Il suo è stato un discorso imperialista, non per America first ma per America only, fa un balzo indietro di un secolo; ricorda un pessimo presidente protezionista e guerrafondaio come William Mc Kinley, ucciso nel 1901 da un anarchico polacco. Troppe sono le sue affermazioni inaccettabili pur se attese, come l’uscita da accordi internazionali contro il cambiamento climatico o per il livello minimo di tassazione, dall’Organizzazione mondiale per la Sanità o i piani di espansioni territoriali (Putin ne farà tesoro). Il discorso è una sequela di vanterie, fole e minacce.
Il ruolo di Meloni
Si dice che Meloni, donna del popolo, underdog, sola capa di governo europeo invitata, potrà far da ponte fra l’amministrazione Trump e la Ue, dove però lei è fuori dalla maggioranza storica che per decenni ha dato stabilità all’Europa! Vorrà piccoli vantaggi politici, a danno dell’Italia e della Ue, e riempire, con un frenetico attivismo estero, le domestiche lacune del governo.

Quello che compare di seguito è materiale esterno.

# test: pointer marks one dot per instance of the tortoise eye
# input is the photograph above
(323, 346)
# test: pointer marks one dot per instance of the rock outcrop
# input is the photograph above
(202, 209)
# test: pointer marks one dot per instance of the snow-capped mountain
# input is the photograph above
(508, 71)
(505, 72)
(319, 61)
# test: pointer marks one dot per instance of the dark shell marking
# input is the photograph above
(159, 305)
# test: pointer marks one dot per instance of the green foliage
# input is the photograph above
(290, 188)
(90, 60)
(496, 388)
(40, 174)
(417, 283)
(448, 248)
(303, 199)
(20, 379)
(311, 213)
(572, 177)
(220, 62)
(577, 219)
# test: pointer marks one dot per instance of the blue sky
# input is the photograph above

Trump potrebbe essere il trauma che sveglia dal torpore la Ue, un’entità che non conosce, non capisce, nemmeno considera. Va bene a Meloni, che sogna l’Europa delle patrie col ritorno agli stati di competenze da tempo migrate a Bruxelles e sfrutta il legame con la presidente della Commissione, Ursula von der Leyen, politicamente non limpido, per le sue battaglie inumane contro i migranti, vendute come “lotta alla mafia”.

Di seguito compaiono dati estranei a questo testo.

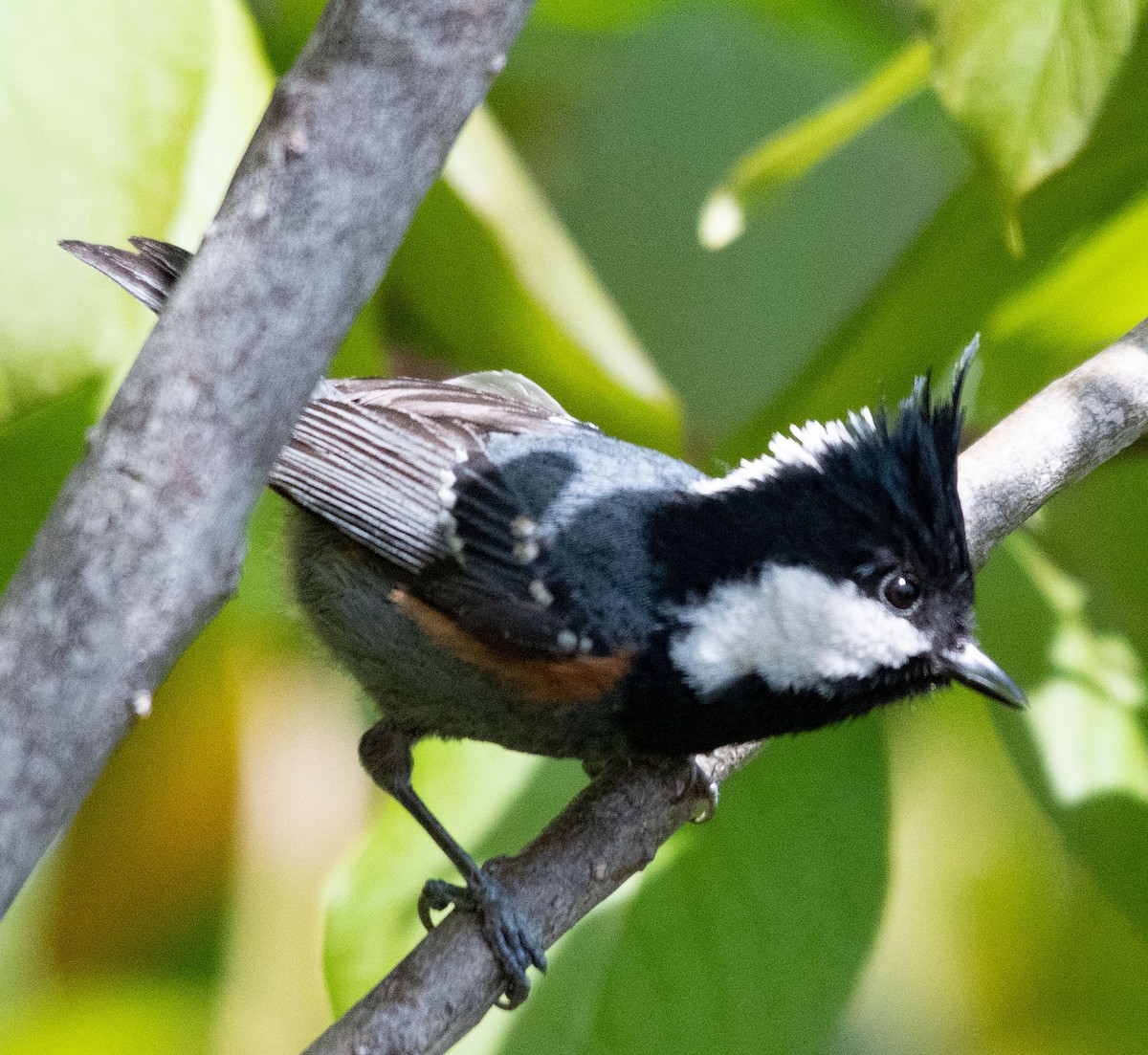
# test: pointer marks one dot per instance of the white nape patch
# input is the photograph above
(805, 447)
(795, 628)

Trump vuol dividere gli stati negoziando con uno per volta, ma sul commercio internazionale è competente la Ue; stia quieta Meloni, e von der Leyen fermi mosse dei singoli stati. Le caute frasi della seconda al forum di Davos mostrano che non è all’altezza della sfida posta da Trump. Nel primo mandato egli trattò col presidente Jean-Claude Juncker che, nonostante la passione per il buon vino, fu un ostacolo duro. Se gli si contrapponiamo oggi von der Leyen finiamo triturati.
Serve un team che l’affianchi nel negoziato con gli Usa sul commercio, forte perché conscio di rappresentare, davanti agli Usa, 450 milioni di persone non disposte a farsi sudditi a maggior gloria del futuro impero trumpiano. La Ue faccia rispettare le proprie leggi sul settore digitale alle grandi piattaforme, contestando ogni violazione, se necessario sospendendone il servizio nella Ue.
Una sveglia per i dem
E il Pd faccia della politica europea, dove interesse europeo e italiano coincidono, l’asse portante della sua sfida a Meloni. Insieme al gruppo dei socialisti europei esiga che a von der Leyen si affianchino persone dotate dell’esperienza e dell’autorevolezza necessarie a trattare, con la dovuta fermezza, con l’amministrazione Trump su tutti i temi caldi. In Europa, o anche solo in Italia, numerose figure ben potrebbero svolgere questo importante ruolo, nell’interesse della Ue tutta. Si spera che su tali punti, essenziali per il nostro futuro, il Pd trovi l’unità e la determinazione necessarie, snidando Meloni e contestando le sue contraddizioni, nocive all’Italia e alla Ue.
A unire Meloni e Trump non è l’atlantismo, ma l’ostilità alla costruzione europea, che insieme possono affondare. Spetta ai parlamentari socialisti europei svegliare l’Europa tutta prima che sia tardi.